Regulatory Compliance Milestone: DTCC Completes First Full-Process Transaction of Tokenized Securities of Real Assets

CN
1 hour ago
The way forward for crypto platforms is not to compete with DTCC in issuance but to become distribution channels.

Written by: Demir

On July 15, DTCC (Depository Trust & Clearing Corporation) completed the first real production environment transaction of tokenized securities.

DTCC is the most "invisible" institution in the U.S. capital markets, holding more than $114 trillion in securities. Almost every stock and bond trade in the U.S. is cleared through it, making it the clearing and settlement hub of the U.S. securities market.

Previously, all blockchain pilots remained in testing environments; this marks the first time real custodied assets are moved and legal effectiveness is generated.

First, let’s take a look at how the transaction process of tokenized securities works (many familiar crypto projects are involved):

The first step is conversion; JPMorgan takes a portion of the QQQ ETF held in its DTC account and converts it into an on-chain token through DTCC's tokenization services. This does not create a new asset, but switches the same security from traditional electronic bookkeeping to blockchain bookkeeping, with legal ownership, dividend rights, and voting rights unchanged and can be reverted at any time.

DTCC refers to this as "digital twin."

The second step is on-chain; the tokens are recorded on two types of networks—DTCC’s own Hyperledger Besu private chain and the Canton Network aimed at regulated financial institutions. Cross-chain transfer is completed by Chainlink's CCIP.
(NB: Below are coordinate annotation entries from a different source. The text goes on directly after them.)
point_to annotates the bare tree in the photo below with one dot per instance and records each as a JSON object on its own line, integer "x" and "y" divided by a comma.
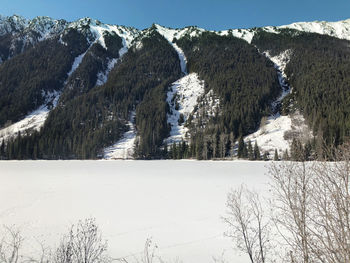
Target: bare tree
{"x": 249, "y": 227}
{"x": 83, "y": 244}
{"x": 10, "y": 245}
{"x": 291, "y": 200}
{"x": 331, "y": 205}
{"x": 312, "y": 208}
{"x": 147, "y": 256}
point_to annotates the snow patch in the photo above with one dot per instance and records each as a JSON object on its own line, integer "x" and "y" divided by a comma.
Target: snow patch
{"x": 182, "y": 98}
{"x": 245, "y": 34}
{"x": 278, "y": 132}
{"x": 77, "y": 62}
{"x": 280, "y": 62}
{"x": 179, "y": 204}
{"x": 33, "y": 121}
{"x": 340, "y": 29}
{"x": 124, "y": 148}
{"x": 170, "y": 35}
{"x": 103, "y": 76}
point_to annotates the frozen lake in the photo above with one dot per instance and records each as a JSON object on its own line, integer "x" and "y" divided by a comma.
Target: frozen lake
{"x": 178, "y": 204}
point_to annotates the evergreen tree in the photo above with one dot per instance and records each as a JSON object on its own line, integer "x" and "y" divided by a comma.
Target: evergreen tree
{"x": 275, "y": 157}
{"x": 250, "y": 151}
{"x": 257, "y": 155}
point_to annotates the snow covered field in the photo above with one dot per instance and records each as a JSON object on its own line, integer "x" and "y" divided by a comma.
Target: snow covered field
{"x": 178, "y": 204}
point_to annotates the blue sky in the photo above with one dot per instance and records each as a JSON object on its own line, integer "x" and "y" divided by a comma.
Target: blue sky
{"x": 209, "y": 14}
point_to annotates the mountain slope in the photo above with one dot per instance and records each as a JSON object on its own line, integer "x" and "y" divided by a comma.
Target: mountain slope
{"x": 68, "y": 89}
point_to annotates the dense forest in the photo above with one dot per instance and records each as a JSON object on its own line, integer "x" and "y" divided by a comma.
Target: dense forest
{"x": 244, "y": 80}
{"x": 139, "y": 81}
{"x": 319, "y": 72}
{"x": 98, "y": 90}
{"x": 26, "y": 78}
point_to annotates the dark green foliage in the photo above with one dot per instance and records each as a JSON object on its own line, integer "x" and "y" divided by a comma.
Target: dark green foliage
{"x": 27, "y": 77}
{"x": 95, "y": 60}
{"x": 81, "y": 126}
{"x": 244, "y": 80}
{"x": 256, "y": 151}
{"x": 179, "y": 150}
{"x": 250, "y": 151}
{"x": 275, "y": 157}
{"x": 319, "y": 72}
{"x": 242, "y": 151}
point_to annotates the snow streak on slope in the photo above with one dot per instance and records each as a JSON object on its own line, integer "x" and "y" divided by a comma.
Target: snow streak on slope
{"x": 124, "y": 148}
{"x": 182, "y": 99}
{"x": 33, "y": 121}
{"x": 103, "y": 76}
{"x": 340, "y": 29}
{"x": 280, "y": 62}
{"x": 170, "y": 35}
{"x": 277, "y": 132}
{"x": 94, "y": 31}
{"x": 270, "y": 135}
{"x": 76, "y": 63}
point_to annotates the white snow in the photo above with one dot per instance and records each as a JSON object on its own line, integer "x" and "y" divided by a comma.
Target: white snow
{"x": 245, "y": 34}
{"x": 274, "y": 133}
{"x": 103, "y": 76}
{"x": 185, "y": 92}
{"x": 169, "y": 35}
{"x": 33, "y": 121}
{"x": 179, "y": 204}
{"x": 98, "y": 29}
{"x": 270, "y": 136}
{"x": 124, "y": 148}
{"x": 281, "y": 62}
{"x": 340, "y": 29}
{"x": 77, "y": 62}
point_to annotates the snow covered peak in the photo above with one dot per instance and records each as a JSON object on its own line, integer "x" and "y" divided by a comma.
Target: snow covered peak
{"x": 94, "y": 30}
{"x": 12, "y": 24}
{"x": 340, "y": 29}
{"x": 170, "y": 34}
{"x": 46, "y": 27}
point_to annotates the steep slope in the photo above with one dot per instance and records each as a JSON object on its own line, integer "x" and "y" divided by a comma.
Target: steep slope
{"x": 75, "y": 129}
{"x": 88, "y": 90}
{"x": 101, "y": 50}
{"x": 318, "y": 73}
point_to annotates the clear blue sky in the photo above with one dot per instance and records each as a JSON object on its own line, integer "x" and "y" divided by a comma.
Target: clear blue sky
{"x": 209, "y": 14}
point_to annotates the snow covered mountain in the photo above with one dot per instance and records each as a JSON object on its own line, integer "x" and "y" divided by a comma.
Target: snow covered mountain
{"x": 218, "y": 89}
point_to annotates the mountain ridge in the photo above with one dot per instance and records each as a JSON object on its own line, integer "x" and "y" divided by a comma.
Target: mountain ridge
{"x": 238, "y": 73}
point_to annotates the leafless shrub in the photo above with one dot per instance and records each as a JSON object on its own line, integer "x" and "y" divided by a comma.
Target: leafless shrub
{"x": 312, "y": 205}
{"x": 249, "y": 227}
{"x": 83, "y": 244}
{"x": 10, "y": 245}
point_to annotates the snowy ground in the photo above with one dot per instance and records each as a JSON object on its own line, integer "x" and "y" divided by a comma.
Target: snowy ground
{"x": 124, "y": 148}
{"x": 177, "y": 203}
{"x": 184, "y": 93}
{"x": 33, "y": 121}
{"x": 278, "y": 131}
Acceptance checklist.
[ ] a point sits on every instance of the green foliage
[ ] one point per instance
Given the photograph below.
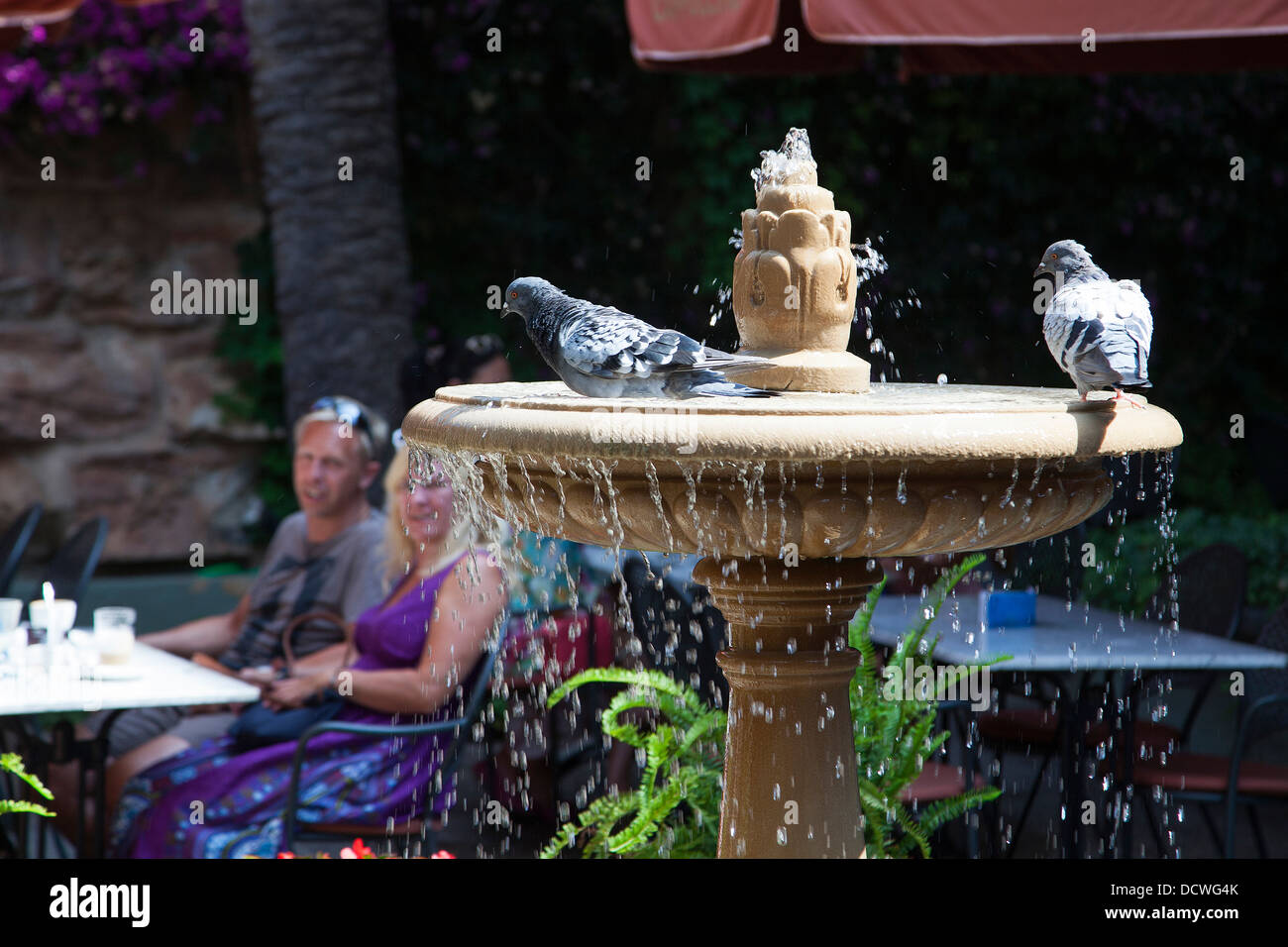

The third step is use: JPMorgan uses the tokenized QQQ as collateral to submit to CME to meet central counterparty margin requirements.

The key point is that the collateral is transferred, but the underlying QQQ position does not need to be liquidated—this is what institutions value most, "collateral liquidity."

The fourth step is reception: CME, as the largest derivatives exchange globally, officially accepted tokenized securities as qualified margin. CME's list of qualified collateral has traditionally included only cash, U.S. Treasuries, and a small number of whitelist assets; this is the first time tokenized securities have entered this system.

On that day, other institutions executed more scenarios: Société Générale collateralized tokenized U.S. Treasuries to Citadel; Citadel completed securities lending with Crédit Agricole; additionally, there were U.S. Treasury repo DVP, stock DVP, stock token transfers, and other transaction types.

The core business processes of Wall Street's backend can be said to have now all been tested on-chain.

There is no need to worry about regulation; DTC has obtained an SEC no-action letter effective for three years since December 2025, covering Russell 1000 component stocks, major ETFs, and U.S. Treasuries. The whole project has been within the regulatory framework since its design.

According to the timetable published by DTCC:

Tokenization services will officially fully launch in October 2026.

By then, qualified participating institutions will be able to routinely convert Russell 1000 component stocks, major ETFs, and U.S. Treasuries into on-chain forms for production environments. The transaction in July essentially served as a real-world validation before the launch.

In the first half of 2027, in cooperation with the Stellar Development Foundation, the tokenization of DTC custodied assets will be expanded to public chains.

Currently, Besu and Canton are both private or permissioned chains; deploying public chains is truly a step toward an open ecosystem.

DTCC's patent documents show that its cross-ledger architecture also references the Ripple network, making a multi-chain strategy a clear direction for the future.

Currently, the tokenized stocks available in the market, such as Backed’s xStocks (circulating on Kraken and Bybit), and stock tokens released by Robinhood in Europe, follow a "wrapper" model: the platform buys stocks and holds them in custodial accounts, then issues a mapped token.

Holders track stock prices but are not legal shareholders, lack voting rights, and dividends depend on the platform's arrangements; and are mostly only available to non-U.S. users.

DTCC's digital twin model provides a dimensional advantage in legal rights—same assets, complete shareholder rights, emerging from the core institution of the U.S. securities system.

The value of the wrapper model previously lay in regulatory arbitrage: legitimate channels lacked on-chain U.S. stocks, filling a gap. Now that legitimate channels have emerged, this gap is closing.

Kraken’s parent company Payward is already listed among DTCC’s 50 working group members; Circle and Robinhood are also participants.

This indicates that the way forward for crypto platforms is not to compete with DTCC in issuance but to become distribution channels—DTCC manages asset legality, while exchanges handle liquidity and user access.